Vous emmenez toujours Cenovis avec vous en tournée, est-ce vrai ?

Oui, toujours, car je n’ai jamais rencontré d’hôtel dans lequel il y en avait un. Un petit-déjeuner sans pain grillé chez Cenovis n’est pas une option. En revanche, il n’y a pas une seule personne à qui je l’ai présenté qui l’a aimé. Et je suis très déçu. C’est à ce moment-là que je me dis que je ne me suis pas entouré des bonnes personnes. (Rires.)

Votre livre sera-t-il suivi d’un autre ?

C’est possible, parce que ce livre était comme un date du premier soir, où l’on fait connaissance. Si ma carrière continue, j’aimerais la raconter et l’illustrer. Mais si cela n’arrive pas, ce n’est pas grave.
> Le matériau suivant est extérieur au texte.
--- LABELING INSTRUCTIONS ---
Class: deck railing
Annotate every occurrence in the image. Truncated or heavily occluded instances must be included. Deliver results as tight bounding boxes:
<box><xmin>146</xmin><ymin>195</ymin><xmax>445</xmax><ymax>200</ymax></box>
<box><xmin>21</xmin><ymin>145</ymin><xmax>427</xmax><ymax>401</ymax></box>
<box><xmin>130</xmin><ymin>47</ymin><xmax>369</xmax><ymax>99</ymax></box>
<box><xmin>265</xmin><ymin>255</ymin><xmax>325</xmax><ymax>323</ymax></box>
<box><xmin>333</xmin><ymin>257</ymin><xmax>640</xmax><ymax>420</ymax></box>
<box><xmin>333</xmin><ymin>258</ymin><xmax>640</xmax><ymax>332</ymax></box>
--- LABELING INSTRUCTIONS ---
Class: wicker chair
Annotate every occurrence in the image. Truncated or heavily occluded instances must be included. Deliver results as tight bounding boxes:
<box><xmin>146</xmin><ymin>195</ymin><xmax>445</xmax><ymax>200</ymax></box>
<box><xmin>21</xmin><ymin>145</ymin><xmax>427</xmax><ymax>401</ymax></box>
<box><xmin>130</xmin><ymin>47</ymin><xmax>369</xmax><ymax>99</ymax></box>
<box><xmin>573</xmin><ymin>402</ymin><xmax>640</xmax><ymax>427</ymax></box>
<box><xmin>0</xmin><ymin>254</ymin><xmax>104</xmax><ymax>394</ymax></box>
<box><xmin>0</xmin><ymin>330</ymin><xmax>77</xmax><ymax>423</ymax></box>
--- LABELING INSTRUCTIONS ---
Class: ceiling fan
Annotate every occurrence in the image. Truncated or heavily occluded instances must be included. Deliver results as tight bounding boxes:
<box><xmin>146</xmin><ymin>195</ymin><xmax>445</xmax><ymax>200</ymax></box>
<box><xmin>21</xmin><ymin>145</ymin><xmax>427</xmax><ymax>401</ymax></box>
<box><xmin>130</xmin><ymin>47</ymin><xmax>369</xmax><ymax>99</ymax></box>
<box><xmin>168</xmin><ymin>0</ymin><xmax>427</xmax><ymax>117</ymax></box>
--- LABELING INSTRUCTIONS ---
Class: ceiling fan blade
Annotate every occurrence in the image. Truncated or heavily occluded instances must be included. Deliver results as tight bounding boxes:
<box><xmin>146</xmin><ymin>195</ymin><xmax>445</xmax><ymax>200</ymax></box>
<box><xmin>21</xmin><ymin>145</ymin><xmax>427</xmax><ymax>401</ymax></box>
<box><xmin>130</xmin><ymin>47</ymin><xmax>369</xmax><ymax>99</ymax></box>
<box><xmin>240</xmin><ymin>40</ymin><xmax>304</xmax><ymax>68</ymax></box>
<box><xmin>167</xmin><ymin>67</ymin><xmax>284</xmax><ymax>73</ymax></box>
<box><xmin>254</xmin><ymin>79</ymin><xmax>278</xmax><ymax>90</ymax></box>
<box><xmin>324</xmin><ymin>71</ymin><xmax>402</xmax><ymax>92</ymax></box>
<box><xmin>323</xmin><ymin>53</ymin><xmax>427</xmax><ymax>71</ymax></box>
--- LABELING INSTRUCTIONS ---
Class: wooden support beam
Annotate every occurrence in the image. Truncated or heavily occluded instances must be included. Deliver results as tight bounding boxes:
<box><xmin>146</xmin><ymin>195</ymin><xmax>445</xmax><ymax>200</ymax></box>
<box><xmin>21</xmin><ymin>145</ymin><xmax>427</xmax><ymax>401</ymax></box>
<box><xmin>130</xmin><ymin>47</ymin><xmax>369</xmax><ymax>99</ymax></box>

Que prévoyez-vous pour 2025 ?

Je vais avoir une année chargée. De nombreux concerts sont prévus : il y aura un retour à Paris en janvier et… Une tournée en Amérique du Sud ! Je ne comprends toujours pas comment cela est possible. Avec un enthousiasme mitigé, puisque mon amour du voyage n’est pas encore pleinement développé. (Rires.) Surtout, je vais me remettre à créer de la musique, car j’ai abandonné mes guitares et mon dictionnaire de rimes.

Phanee de Pool sera en dédicace en librairie le vendredi 20 décembre à 14h à la Fnac de Bienne, le samedi 21 décembre à 10h30 à Payot La Chaux-de-Fonds et à 14h à Payot Neuchâtel.